The protagonists portrayed at the five production locations present insights into ways of alternative organizing and models of workers' control. Mechanisms and difficulties of self-organization are explained as well as the production processes. The portrayal of machine processes could be seen as a metaphor for the dream machine “Bolivarian process” and the hopes and desires it inspires among the workers.
The situation varies from factory to factory, the five factories share the common search for better models of production and life. This not only means concrete improvements for the workers. Aury Arocha, laboratory analyst at the ketchup factory “Tomates Guárico”, emphasizes that the difference between “social production companies” (EPS) and capitalist corporations is that the EPS “work for the community and society”. Carlos Lanz, president of the second largest aluminum factory in Venezuela, Alcasa, coins the key question: “How does a company push toward socialism within a capitalist framework?”
The film ends with an extended sequence from a management meeting at Alcasa, a company with 2.700 workers, with discussions about their co-management and the changes of production relations they aspire towards.

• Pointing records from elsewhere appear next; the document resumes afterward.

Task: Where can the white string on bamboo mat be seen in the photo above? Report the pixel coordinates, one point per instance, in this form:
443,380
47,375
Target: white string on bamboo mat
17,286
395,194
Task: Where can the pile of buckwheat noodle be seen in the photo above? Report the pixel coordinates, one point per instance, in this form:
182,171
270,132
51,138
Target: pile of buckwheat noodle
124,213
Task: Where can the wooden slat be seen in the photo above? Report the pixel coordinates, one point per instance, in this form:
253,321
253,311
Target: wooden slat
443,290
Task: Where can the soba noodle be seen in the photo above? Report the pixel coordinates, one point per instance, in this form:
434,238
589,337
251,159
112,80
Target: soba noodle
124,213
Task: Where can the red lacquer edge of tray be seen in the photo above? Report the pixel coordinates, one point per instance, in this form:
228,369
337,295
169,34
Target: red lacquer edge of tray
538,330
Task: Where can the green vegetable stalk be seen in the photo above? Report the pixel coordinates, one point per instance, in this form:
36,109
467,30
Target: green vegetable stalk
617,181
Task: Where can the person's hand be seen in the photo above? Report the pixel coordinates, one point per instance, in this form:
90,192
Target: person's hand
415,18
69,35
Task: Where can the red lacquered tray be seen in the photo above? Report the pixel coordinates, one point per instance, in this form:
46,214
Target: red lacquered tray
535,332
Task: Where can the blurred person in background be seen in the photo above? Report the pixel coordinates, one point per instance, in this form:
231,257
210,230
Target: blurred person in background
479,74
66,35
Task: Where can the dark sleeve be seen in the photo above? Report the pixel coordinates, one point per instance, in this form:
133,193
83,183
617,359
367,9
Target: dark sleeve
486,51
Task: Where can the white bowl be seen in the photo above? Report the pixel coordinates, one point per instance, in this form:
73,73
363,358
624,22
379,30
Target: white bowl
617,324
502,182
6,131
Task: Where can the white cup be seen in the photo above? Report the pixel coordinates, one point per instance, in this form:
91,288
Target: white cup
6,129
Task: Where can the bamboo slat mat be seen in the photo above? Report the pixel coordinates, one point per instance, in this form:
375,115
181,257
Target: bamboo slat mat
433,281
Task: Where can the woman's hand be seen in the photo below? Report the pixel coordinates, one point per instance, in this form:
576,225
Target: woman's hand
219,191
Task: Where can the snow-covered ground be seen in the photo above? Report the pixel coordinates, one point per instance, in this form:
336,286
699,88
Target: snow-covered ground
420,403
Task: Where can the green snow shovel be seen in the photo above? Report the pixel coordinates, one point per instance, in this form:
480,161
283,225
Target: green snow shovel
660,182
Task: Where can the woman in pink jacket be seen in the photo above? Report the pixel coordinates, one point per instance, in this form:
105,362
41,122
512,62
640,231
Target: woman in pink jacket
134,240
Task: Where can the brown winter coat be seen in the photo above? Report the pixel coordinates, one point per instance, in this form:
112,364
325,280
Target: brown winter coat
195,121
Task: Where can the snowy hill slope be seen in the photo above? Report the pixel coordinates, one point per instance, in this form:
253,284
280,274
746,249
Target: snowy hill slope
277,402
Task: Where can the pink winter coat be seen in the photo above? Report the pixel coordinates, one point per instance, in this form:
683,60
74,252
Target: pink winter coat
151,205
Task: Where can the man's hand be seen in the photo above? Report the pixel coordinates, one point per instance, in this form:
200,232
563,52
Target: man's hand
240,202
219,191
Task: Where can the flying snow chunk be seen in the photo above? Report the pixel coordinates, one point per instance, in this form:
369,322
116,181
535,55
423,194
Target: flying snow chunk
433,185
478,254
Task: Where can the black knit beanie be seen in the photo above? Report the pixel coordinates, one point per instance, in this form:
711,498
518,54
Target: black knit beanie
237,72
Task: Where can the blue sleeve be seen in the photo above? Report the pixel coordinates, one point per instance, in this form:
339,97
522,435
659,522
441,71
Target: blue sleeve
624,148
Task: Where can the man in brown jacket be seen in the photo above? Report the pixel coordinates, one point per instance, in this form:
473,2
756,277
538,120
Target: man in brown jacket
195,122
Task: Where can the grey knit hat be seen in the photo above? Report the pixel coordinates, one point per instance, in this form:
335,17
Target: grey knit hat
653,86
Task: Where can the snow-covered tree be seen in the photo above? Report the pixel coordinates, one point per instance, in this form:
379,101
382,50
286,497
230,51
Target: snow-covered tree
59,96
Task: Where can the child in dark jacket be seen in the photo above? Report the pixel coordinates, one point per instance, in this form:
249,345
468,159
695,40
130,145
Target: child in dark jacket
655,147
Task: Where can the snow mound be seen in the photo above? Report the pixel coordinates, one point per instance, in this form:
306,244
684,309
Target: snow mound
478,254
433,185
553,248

The film is originally in Spanish and available with German or English subtitles (from May 2006 onwards).
The English version “5 Factories–Workers’ Control in Venezuela” as an installation version with six video projections from March 26 to May 28, 2006 will open the Matrix series “Now-Time Venezuela: Media Along the Path of the Bolivarian Process” at the Berkeley Art Museum (U.S.A.). The program curated by Chris Gilbert consists of six solo exhibitions.